Мой друг набивался на комплимент, крутился перед мной, как – будто я зеркало. Он действительно выглядел, на «пол шестого», но я не стал добивать его. В Одессе, если семье хватает ума, на хлеб с маслом, и ты покупаешь талон на трамвай, никогда нельзя говорить правду, этим ты можешь обидеть весь город, и в лучшем случае, тебя загонят на дом профсоюзов, а в худшем – на старое еврейское кладбище. В Одессе, лучше не разговаривать с посторонними, так лучше для здоровья. Мой сосед, что объяснил одному проезжему из Жмеринки, как пройти на улицу Двадцать второго съезда КПСС, до сих пор не вышел из реанимации. Я его спросил:
– Дядя Жора. И что ты ему такое сказал?
Тот клялся – ничего подобного! Я сколько живу в Одессе, никогда не встречал такой улицы. Я ему и сказал, подойди к любому гою в форме полицейского, и он тебе всё объяснит. Я же не виноват, что этот шумер всё перепутал, назвав блюстителей порядка, геями. Они ему и так, целую ночь всё объясняли, доходчиво, даже увезли в свою «голубую устрицу», где учили его маршировать по камере, как, таки, по одесским бульварам. Шумер злопамятным оказался. Я к соседу в больницу за долгом приходил, он мне и посоветовал, скопить денег и не пожалеть – хоть раз слетать в Израиль и побывать в Хайфе.

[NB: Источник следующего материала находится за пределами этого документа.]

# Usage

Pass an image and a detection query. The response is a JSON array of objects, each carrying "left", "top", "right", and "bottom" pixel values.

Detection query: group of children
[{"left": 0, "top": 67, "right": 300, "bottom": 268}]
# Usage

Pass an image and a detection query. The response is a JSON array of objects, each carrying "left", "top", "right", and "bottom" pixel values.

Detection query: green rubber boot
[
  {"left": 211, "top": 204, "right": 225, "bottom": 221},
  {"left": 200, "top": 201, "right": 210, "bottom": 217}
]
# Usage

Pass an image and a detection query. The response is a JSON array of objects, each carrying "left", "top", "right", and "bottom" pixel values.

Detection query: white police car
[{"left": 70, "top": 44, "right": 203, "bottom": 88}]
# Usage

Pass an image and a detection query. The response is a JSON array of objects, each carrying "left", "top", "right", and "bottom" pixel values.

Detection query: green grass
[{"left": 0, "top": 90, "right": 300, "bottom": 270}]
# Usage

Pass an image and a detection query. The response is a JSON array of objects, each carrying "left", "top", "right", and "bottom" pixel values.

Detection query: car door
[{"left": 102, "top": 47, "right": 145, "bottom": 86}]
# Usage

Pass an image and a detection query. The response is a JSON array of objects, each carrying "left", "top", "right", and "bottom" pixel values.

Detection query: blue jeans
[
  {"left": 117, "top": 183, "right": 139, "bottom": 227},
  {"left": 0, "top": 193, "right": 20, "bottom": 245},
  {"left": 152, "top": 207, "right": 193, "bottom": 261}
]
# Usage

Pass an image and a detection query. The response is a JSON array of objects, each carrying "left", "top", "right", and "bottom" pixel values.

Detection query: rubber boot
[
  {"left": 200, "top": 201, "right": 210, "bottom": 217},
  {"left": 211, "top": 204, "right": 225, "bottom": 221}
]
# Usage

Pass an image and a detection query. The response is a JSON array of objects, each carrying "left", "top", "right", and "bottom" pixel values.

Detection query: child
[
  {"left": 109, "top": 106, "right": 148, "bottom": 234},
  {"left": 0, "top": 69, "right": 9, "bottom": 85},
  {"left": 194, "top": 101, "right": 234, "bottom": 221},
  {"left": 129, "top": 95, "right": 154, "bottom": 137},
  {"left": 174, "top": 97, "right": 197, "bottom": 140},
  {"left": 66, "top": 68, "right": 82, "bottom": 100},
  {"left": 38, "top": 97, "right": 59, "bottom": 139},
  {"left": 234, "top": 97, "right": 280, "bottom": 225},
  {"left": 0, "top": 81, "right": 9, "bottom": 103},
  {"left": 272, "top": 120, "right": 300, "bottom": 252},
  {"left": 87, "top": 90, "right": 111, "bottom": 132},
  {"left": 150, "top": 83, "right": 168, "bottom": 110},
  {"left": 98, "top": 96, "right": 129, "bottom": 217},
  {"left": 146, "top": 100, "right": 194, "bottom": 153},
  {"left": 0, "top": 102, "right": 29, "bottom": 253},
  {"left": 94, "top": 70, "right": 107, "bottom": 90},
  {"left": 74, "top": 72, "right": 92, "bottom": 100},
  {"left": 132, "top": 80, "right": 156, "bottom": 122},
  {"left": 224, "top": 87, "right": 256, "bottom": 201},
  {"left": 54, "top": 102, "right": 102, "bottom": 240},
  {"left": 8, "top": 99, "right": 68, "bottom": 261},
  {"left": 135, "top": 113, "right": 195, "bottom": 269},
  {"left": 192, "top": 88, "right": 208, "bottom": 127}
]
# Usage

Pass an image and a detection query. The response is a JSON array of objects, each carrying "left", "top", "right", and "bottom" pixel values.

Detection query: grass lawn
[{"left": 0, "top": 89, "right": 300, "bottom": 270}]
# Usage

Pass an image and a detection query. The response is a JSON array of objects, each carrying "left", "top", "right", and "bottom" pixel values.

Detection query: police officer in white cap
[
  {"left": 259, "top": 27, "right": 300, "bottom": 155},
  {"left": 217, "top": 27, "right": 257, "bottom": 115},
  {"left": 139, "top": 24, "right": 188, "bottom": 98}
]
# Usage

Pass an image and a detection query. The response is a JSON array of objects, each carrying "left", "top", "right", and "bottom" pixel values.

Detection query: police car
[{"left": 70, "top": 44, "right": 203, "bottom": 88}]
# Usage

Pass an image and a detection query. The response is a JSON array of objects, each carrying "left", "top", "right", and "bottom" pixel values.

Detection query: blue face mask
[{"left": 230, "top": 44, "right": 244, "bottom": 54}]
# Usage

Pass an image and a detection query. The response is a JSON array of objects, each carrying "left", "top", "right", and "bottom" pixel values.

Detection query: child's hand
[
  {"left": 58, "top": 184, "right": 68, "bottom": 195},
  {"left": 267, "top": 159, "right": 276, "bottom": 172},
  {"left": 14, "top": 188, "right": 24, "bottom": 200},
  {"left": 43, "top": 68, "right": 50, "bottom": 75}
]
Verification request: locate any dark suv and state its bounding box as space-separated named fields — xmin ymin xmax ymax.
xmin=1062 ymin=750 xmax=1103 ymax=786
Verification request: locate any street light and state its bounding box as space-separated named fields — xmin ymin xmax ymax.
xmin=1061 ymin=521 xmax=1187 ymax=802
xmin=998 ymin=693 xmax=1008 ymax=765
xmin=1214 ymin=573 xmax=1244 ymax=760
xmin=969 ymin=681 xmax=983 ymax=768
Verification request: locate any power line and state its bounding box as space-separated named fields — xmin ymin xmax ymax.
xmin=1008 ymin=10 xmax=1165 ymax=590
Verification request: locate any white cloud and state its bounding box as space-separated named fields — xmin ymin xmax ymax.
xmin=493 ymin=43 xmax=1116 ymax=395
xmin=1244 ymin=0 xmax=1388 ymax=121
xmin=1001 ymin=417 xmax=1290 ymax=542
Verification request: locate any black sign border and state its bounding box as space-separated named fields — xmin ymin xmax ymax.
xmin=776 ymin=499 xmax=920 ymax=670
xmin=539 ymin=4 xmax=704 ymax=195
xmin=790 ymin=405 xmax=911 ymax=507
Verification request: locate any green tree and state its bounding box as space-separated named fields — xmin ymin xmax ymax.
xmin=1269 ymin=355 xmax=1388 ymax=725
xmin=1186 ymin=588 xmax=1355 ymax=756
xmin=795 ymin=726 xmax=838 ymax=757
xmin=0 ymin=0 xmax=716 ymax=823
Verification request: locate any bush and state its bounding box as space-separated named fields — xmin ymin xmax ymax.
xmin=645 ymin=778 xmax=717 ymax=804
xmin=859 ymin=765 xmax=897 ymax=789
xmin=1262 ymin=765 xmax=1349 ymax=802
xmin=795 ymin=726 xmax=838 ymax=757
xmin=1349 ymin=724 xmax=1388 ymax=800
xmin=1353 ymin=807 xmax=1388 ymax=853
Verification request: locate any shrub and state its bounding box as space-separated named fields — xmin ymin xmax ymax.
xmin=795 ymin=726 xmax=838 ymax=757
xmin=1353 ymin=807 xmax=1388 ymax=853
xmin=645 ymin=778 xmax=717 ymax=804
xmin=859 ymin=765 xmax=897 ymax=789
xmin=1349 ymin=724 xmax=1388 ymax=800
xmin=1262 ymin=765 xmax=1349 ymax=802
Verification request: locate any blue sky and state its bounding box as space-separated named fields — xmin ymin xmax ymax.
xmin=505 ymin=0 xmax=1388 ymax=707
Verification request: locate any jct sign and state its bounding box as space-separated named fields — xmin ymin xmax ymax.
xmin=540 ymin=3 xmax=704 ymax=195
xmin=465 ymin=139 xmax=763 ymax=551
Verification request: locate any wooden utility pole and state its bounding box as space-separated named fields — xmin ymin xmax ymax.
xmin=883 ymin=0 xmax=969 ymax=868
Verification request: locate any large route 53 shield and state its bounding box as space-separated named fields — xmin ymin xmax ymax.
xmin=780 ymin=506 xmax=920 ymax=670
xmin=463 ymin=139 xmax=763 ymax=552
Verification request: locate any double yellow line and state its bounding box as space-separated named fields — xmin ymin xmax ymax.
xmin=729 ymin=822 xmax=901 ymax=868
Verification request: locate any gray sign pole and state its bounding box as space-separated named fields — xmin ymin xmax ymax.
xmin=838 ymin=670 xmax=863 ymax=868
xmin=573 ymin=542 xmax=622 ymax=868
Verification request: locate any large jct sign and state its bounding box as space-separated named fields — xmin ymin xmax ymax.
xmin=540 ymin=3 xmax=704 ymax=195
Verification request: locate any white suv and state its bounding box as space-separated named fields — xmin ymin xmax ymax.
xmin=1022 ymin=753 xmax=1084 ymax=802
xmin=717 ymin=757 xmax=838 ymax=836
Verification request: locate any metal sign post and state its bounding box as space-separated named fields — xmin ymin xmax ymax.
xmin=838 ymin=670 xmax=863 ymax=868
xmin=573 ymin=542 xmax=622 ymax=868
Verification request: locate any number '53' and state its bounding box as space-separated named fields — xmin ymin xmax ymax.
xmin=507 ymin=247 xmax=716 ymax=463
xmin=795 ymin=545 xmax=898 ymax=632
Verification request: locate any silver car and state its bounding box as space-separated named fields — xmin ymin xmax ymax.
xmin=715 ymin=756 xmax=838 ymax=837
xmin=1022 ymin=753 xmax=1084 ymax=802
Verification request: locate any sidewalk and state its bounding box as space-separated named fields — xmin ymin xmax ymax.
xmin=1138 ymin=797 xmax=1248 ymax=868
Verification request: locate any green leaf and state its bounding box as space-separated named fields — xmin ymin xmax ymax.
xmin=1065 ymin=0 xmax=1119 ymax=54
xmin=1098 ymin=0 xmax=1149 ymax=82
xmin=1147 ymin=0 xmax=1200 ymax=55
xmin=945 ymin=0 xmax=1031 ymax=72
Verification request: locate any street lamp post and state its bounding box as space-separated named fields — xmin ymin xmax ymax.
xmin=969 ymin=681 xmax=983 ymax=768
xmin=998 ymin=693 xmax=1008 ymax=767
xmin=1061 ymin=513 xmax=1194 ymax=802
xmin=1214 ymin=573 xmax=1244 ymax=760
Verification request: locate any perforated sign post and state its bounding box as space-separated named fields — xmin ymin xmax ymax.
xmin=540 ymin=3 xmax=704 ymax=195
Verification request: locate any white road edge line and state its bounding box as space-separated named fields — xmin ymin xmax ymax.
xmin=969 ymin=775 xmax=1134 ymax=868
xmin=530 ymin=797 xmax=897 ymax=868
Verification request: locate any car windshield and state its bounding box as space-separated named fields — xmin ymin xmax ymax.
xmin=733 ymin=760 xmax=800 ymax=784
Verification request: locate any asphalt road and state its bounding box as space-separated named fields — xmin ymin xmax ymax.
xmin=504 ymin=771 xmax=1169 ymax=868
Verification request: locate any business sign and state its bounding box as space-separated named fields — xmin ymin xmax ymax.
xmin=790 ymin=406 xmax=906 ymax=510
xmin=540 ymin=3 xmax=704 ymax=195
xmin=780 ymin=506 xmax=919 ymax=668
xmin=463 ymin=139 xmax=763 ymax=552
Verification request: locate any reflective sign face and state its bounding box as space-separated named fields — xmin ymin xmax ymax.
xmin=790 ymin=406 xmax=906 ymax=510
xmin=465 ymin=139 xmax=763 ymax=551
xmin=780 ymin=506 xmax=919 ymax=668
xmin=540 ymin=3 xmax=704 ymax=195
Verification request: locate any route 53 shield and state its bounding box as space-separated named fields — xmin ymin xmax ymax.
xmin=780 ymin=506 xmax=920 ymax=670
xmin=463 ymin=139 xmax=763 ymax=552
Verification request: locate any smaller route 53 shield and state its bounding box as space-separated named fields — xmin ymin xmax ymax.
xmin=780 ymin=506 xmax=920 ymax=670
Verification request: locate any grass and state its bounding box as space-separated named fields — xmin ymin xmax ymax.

– Тогда Боня, ты проживёшь жизнь не зря.
Я и поверил. С этого момента у меня выработалось защитное свойство – никогда не верить землякам. И ещё одно: меня всю жизнь обижали, издеваясь над инициалами и фамилией, меня даже отчим называл грязным, вонючим скунсом. Мальчишки со двора, через день вылавливали меня в переходах, и задавали трёпки. Маме надоело латать мои вечно порванную одежду, и слушать мои неудачные оправдания. Я помню. Мне было тринадцать лет, я хотел быть не умным, а сильным – очень сильным. Возле киностудии, где работала мама костюмером, открылась секция каратэ. Она, чтобы не вытирать кровь из моего носа, и не тратить казённый йод на многочисленные ссадины и тумаки, записала меня туда. Теперь моя жизнь стала вдвойне невыносимей: сначала, после школы меня раскатывали по матам, в спортивном зале, пересчитывая все косточки худенького подростка, а потом, в подворотне меня ждали пацаны. Мне, потом, в жизни, часто приходилось писать автобиографии, и везде я расписывал своё «счастливое и беззаботное детство». У меня, абсолютно, не было склонности к музыке и к иностранным языкам. Отчим от нас ушёл, через полгода, потом родилась Вера. Нам, как-то не везло с отцами, кроме мамы у нас никого не было, а у неё не было на нас времени. По ночам мама шила что-то, к репертуару театра, а в выходные занималась переводами. Родители маме дали хорошее образование, у неё был дар; а я, с трудом заканчивал восьмой класс и не знал, то ли в училище мне идти (по – нашему – бурса), или продолжать своё образование до среднего. Занятия спортом так и не научили меня драться, зато защищаться я мог чудесно. У меня была гибкость, пластика и рост. Мама устала перешивать мою одежду. В секции меня назвали Змей, эта кличка вскоре поползла по всему городу.
– На вашего Змея нет управы. Ваш Змей моего мальчика побил.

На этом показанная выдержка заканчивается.